Professor Sir John Ball FRSE FRS is re-joining the Department of Mathematics on a part-time basis. As part of his role, the celebrated mathematician will deliver a course in Nonlinear Analysis to Maxwell Institute Graduate Students, starting in April this year.
John's presence will not only strengthen activities in analysis, but also provide a new pole of attraction for visitors to the School and the Maxwell Institute.
The appointment is a coup for the university and represents something of a homecoming for Professor Ball who in 1972 started his academic career in the Department of Mathematics at Heriot-Watt University and progressed to full professor. He left in 1995 to become the Sedleian Professor of Natural Philosophy in the Univeristy of Oxford. While at Heriot-Watt he published his seminal work on existence theory in non-linear elasticity which has had a profound and enduring impact on the field and helped establish the global reputation of the Mathematics Department.
Professor Beatrice Pelloni, Head of School, welcomed Professor Ball's return and said: "John's presence will not only strengthen activities in analysis, but also provide a new pole of attraction for visitors to the School and the Maxwell Institute. I am looking forward with excitement to welcoming John back to Heriot-Watt!"

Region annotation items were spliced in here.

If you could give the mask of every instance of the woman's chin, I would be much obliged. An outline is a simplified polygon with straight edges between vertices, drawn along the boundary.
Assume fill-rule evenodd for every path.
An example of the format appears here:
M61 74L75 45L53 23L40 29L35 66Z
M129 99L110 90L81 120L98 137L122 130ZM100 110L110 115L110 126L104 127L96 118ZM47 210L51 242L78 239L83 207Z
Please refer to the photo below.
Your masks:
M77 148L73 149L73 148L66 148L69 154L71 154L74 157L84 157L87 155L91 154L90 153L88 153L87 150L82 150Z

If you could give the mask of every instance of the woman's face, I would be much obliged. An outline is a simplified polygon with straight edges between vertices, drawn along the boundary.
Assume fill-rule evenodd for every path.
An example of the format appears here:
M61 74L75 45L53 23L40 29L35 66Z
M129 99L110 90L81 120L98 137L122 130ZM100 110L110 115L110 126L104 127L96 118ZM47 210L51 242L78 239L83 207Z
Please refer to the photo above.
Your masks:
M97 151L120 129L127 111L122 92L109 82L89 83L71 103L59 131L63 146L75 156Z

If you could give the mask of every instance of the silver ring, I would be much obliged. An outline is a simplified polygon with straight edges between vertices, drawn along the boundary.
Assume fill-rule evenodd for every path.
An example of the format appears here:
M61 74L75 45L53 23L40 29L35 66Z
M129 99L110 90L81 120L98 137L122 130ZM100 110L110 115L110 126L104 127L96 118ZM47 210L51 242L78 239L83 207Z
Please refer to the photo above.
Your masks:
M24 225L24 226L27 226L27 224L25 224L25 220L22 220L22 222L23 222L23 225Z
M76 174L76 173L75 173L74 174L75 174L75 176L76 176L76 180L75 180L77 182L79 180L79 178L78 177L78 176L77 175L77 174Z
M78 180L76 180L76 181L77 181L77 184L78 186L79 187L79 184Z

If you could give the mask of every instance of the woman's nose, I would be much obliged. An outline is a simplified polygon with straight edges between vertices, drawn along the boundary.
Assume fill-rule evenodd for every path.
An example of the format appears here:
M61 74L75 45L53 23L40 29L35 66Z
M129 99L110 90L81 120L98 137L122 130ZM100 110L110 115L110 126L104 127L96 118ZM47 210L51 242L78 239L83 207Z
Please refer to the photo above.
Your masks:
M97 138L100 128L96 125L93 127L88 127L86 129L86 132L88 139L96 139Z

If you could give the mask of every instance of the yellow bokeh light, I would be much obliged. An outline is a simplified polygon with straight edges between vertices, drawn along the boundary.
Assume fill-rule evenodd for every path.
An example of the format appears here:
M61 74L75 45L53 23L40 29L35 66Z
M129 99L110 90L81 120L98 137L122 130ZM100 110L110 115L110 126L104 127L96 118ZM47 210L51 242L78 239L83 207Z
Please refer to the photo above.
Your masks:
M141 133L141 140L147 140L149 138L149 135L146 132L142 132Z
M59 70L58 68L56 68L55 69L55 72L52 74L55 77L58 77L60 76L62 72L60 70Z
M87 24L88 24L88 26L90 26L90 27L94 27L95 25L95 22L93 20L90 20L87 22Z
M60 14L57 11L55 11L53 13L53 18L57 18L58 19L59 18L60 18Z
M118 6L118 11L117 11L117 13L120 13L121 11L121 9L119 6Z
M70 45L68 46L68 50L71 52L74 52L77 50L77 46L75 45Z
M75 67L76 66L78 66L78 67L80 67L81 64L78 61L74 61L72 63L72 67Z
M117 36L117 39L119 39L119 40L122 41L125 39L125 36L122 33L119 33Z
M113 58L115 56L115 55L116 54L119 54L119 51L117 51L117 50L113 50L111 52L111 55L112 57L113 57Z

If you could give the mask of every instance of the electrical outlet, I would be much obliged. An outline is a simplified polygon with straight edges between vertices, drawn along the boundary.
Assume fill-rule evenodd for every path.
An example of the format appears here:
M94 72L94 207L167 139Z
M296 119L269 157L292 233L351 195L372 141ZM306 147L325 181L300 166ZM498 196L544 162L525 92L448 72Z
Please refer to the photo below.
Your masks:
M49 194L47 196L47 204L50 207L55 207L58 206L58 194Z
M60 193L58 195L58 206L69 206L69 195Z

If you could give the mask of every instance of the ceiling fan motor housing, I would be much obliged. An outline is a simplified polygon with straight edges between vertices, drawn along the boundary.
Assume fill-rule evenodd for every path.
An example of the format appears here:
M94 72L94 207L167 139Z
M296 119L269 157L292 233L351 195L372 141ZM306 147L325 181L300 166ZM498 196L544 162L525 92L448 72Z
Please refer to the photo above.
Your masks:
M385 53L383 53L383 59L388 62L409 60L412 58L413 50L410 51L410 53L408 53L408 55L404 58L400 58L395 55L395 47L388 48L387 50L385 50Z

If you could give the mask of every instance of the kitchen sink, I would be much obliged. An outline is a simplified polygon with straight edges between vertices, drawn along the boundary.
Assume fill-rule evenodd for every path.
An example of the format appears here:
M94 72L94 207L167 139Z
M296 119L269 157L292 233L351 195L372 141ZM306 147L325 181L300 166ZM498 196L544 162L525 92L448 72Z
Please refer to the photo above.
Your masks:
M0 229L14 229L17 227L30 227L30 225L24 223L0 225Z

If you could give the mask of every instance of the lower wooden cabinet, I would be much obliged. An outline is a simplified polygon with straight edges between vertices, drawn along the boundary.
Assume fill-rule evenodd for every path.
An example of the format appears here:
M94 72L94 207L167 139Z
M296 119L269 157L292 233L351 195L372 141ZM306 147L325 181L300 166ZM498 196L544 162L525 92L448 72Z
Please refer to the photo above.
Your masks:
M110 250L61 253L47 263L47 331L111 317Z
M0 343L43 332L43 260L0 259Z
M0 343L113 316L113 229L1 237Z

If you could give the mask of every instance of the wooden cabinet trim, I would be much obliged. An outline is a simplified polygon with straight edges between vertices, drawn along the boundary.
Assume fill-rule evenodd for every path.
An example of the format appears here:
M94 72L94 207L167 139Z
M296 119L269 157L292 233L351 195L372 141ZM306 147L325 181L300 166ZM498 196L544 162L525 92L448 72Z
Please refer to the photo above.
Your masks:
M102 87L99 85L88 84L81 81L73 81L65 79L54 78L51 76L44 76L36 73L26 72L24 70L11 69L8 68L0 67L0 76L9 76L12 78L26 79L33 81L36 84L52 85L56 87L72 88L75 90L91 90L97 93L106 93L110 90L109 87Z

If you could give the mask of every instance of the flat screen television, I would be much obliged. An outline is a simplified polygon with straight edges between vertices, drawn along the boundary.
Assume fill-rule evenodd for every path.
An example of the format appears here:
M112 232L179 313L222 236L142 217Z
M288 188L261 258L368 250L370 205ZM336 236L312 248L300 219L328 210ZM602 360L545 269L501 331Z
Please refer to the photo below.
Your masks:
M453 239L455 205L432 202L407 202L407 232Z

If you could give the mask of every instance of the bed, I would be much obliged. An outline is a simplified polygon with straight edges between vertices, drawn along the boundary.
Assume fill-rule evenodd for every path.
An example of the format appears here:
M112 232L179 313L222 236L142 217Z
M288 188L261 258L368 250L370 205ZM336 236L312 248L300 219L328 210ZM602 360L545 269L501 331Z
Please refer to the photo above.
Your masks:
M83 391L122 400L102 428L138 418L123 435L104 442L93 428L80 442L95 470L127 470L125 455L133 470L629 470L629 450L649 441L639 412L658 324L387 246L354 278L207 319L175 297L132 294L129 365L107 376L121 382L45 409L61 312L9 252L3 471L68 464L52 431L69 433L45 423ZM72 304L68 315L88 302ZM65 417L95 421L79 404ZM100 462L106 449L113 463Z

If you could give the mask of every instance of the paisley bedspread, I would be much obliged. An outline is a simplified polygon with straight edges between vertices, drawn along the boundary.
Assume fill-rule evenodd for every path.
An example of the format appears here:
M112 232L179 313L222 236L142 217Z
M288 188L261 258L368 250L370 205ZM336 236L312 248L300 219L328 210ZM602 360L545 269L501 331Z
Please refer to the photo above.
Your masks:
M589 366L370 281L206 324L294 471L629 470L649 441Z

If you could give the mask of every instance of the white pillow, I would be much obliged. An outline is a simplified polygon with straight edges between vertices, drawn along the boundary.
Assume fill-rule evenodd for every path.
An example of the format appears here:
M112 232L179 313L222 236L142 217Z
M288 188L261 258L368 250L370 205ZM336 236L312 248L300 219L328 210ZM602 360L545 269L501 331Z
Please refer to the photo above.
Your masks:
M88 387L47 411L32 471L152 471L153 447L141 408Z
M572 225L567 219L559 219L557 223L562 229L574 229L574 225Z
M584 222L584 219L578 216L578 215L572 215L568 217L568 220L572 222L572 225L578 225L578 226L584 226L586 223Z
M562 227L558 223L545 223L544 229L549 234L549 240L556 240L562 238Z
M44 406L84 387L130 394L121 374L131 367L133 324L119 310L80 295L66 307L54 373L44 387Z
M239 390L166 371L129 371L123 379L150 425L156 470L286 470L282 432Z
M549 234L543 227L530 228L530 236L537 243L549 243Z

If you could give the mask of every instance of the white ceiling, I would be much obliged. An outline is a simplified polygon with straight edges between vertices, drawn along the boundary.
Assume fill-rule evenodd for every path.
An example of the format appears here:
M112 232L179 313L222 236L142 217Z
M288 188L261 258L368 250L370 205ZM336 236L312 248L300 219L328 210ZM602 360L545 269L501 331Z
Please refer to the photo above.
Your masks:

Professor Ball is an active member of the international mathematical community and former President of the International Mathematical Union. He is also a recipient of many prizes and honours as well as a tremendous advocate for the discipline.
Professor Ball's main research areas lie in the calculus of variations, nonlinear partial differential equations, infinite-dimensional dynamical systems and their applications to nonlinear mechanics.
He has a specific interest in solid mechanics and in particular the mathematics of microstructure arising from phase transformations in solids. Recently, he has developed significant new ideas for the mathematical theory of liquid crystals.